Andre Villas-Boas must be taking a long, deep breath of North London air as the harsh light of the press rears its ugly head from his path and turns towards another, perhaps more important issue at Tottenham and that is the future of Gareth Bale.
As Barcelona and Real Madrid come sniffing around the Welshman like a pack of hungry wolves ready to pounce on their prey, it is crucial that Spurs remain stalwart as they did with such longevity in the Luka Modric saga. For if the 23 year old follows in the footsteps of his former Spurs team mate, the lasting effects that it could have for Villas-Boas’ side might be irreversible.
Firstly, to lose Gareth Bale to one of the two Spanish giants will be essentially handing your greatest weapon over to a club that you are hoping to emulate. Daniel Levy wants his club in the Champions League again; there is no doubt about that. To see the Welsh prodigy work his way round defenders that are bearing the Spurs crest would be a bitter pill to swallow for fans. In order to become the best, you must hold on to your stars. This makes Spurs qualifying for the Champions League next season all the more important. Will a player the calibre of Gareth Bale want another season in the painfully dull Europa League when he could be guaranteed success at a club that is ready made for trophies?
A brief glance across London sees Spurs’ bitter rivals Arsenal, without a trophy in years and a relatively new team only beginning to connect efficiently. Over recent seasons, the Gunners have had a habit of letting their best players leave the club. Cesc Fabregas, Samir Nasri and Robin Van Persie have all searched for pastures new as the Emirates trophy cabinet remains firmly empty. Tottenham must be very careful that they do not follow in the footsteps of their foes. Luka Modric dazzled at White Hart Lane but left for Spain when Champions League football and trophy opportunities presented themselves. Now, with Gareth Bale teetering on the edge, Levy & co must remain strong willed and realise that the winger is an essential part of the future of the club. Besides, the replacements purchased through Luka Modric’s exodus hardly took the breath away. Clint Dempsey and Moussa Dembele are good players but are nowhere near the skill levels of the departed Croatian. Is this what will happen if Bale flies from the nest? £40 million on 5 or 6 very adequate players will not satisfy fans at The Lane.
So, how do Tottenham keep their star man from packing his bags and heading to sunny Spain? Well, as previously mentioned, Champions League qualification is imperative. Not only will this give Bale the European platform that he desires but will also attract a host of top footballers who are desperate to make a name for themselves in the biggest club competition on the continent.
Levy is no stranger to remaining stubborn; he held Luka Modric’s departure off for an entire season.

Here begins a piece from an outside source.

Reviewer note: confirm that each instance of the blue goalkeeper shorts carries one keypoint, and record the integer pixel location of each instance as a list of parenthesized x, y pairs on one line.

This attitude must be taken with Bale, after all, he is contracted to Tottenham having only signed a new deal in June of this year. This stance would first of all, deter the Spanish giants from making insultingly undervalued bids and secondly would let Bale know how much he means to the club.
While the January window creeps closer and closer, Tottenham will know that all eyes will be on their prized asset, especially those of Jose Mourinho, who is ready to make footballing mouth’s water with a Bale-Ronaldo partnership at the Bernabeu. If a genuine offer isn’t made this January, expect a nervous roller-coaster of a summer for Spurs fans as they find out the future of their star man. As long as Levy sees sense and doesn’t get hypnotised by the immediate financial benefit of selling Gareth Bale, the Welshman will hopefully be lighting up the Premier League for many years to come.